重すぎる罪背負っていても 何も気付かず時は過ぎていくなら

井伊直弼
 文化十二(1815)〜万延元('60)年。幕末の大老彦根藩主。通称鉄三郎、号は柳生舎、宗観など。藩主直中*1の第14子。場外の屋敷〈埋木舎〉で修業。国学者長野義言*2に学ぶ。1850兄直亮*3の死により藩を嗣ぎ、掃部頭を称す。ペリー来航で和平を主張。将軍継嗣問題で血統によるという伝統に従い紀州藩徳川慶福(家茂)*4を推し、南紀派の中心となり、一橋慶喜*5を推す改革的な一橋派と対立した。'58大老。勅許を得ないまま通商条約に調印し、慶福の継嗣を決定。

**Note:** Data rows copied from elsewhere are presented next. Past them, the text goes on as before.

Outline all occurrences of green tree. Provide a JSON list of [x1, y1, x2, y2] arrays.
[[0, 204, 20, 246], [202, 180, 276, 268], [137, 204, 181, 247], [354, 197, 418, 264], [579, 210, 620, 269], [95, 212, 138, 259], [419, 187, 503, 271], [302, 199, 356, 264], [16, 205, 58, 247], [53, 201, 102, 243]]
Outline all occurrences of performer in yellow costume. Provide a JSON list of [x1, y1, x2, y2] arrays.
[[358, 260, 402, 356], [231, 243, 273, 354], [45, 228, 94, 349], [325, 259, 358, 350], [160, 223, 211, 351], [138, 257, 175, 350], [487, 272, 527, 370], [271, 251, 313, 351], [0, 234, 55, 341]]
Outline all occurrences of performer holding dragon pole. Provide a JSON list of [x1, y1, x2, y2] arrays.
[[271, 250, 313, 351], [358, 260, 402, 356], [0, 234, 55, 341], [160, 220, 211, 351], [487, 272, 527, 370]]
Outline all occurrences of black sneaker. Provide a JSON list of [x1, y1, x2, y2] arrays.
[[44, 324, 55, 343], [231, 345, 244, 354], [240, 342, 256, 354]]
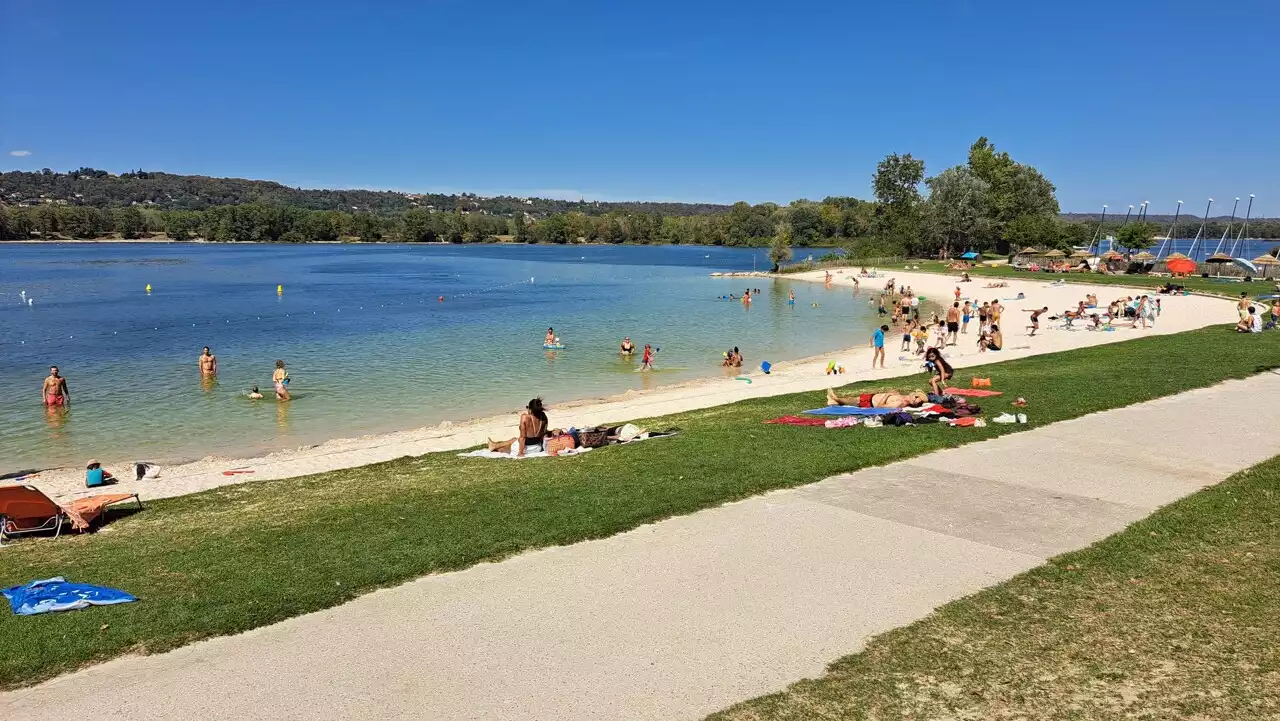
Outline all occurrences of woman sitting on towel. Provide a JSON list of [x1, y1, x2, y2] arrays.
[[489, 398, 547, 456], [924, 348, 955, 396], [827, 388, 929, 409]]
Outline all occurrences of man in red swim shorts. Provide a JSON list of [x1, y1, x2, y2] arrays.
[[40, 365, 72, 407]]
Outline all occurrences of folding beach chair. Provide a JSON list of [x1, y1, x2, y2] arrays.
[[0, 485, 142, 546]]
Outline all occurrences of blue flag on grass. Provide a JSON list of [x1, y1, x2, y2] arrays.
[[0, 576, 137, 616]]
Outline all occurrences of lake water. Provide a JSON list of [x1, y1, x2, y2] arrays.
[[0, 243, 874, 473]]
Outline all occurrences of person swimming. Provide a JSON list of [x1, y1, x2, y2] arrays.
[[271, 360, 289, 401]]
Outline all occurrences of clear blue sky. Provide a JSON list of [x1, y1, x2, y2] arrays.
[[0, 0, 1280, 215]]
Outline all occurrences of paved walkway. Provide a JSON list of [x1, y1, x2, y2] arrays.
[[10, 374, 1280, 721]]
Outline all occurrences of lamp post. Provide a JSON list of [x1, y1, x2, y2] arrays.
[[1157, 201, 1183, 255]]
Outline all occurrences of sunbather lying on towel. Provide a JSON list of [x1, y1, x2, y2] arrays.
[[827, 388, 929, 409]]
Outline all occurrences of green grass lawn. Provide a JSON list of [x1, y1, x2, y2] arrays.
[[712, 457, 1280, 721], [906, 260, 1276, 302], [0, 328, 1280, 688]]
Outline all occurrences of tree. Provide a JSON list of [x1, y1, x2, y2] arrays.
[[399, 207, 435, 243], [922, 165, 991, 255], [1116, 223, 1160, 248], [969, 137, 1059, 242], [996, 215, 1061, 254], [164, 210, 200, 241], [111, 205, 143, 238], [769, 223, 791, 273], [872, 152, 924, 246]]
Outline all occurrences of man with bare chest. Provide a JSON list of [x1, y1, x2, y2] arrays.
[[40, 365, 72, 407], [197, 346, 218, 375]]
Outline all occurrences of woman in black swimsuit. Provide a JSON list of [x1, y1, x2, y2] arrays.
[[489, 398, 548, 456], [924, 348, 955, 396]]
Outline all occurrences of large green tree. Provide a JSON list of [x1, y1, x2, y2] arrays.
[[969, 137, 1059, 237], [924, 165, 992, 256], [872, 152, 924, 250]]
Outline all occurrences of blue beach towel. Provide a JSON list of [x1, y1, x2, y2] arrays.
[[804, 406, 899, 416], [0, 576, 137, 616]]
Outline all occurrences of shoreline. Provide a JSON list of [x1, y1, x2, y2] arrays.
[[20, 270, 1235, 499]]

戊午の密勅が出ると安政の大獄を起こし、一橋派の諸侯・幕臣・志士らを弾圧、水戸浪士らに桜田門外に暗殺された。(『岩波日本史辞典』より引用。)


 学術書。私は何をとち狂ってこんな歯応えのあるもんを題材に選んだんでしょう。去年の自分を激しく問い詰めたいところです。
 愚痴はさておき、学術書だけあって、面白みには書ける本です。誠実に間違いのない事実だけを丁寧に提示してくれているのですが、事実と事実の間のミッシングリンクが多すぎて、これだけで「人物」井伊直弼を理解するのは難しいでしょう。まあ妄想膨らます余地が残されていると考えればいいのかもしれませんが。あと、作者の論の進め方ですが、大上段に振りかぶった正論を展開して融通が利かないところがあり、直弼を弁護してみたかと思えば、敵対勢力に肩入れしてみたりと、「物語」としての一貫性に欠けます。まあ、バキバキの学術書の読み物としての面白さを大真面目に議論する私の方がおかしいのでしょうが。


 一日サボった分、以下井伊直弼の略歴。依例如例、覚書程度の殴り書きなので、鵜呑みにはしないで下さい。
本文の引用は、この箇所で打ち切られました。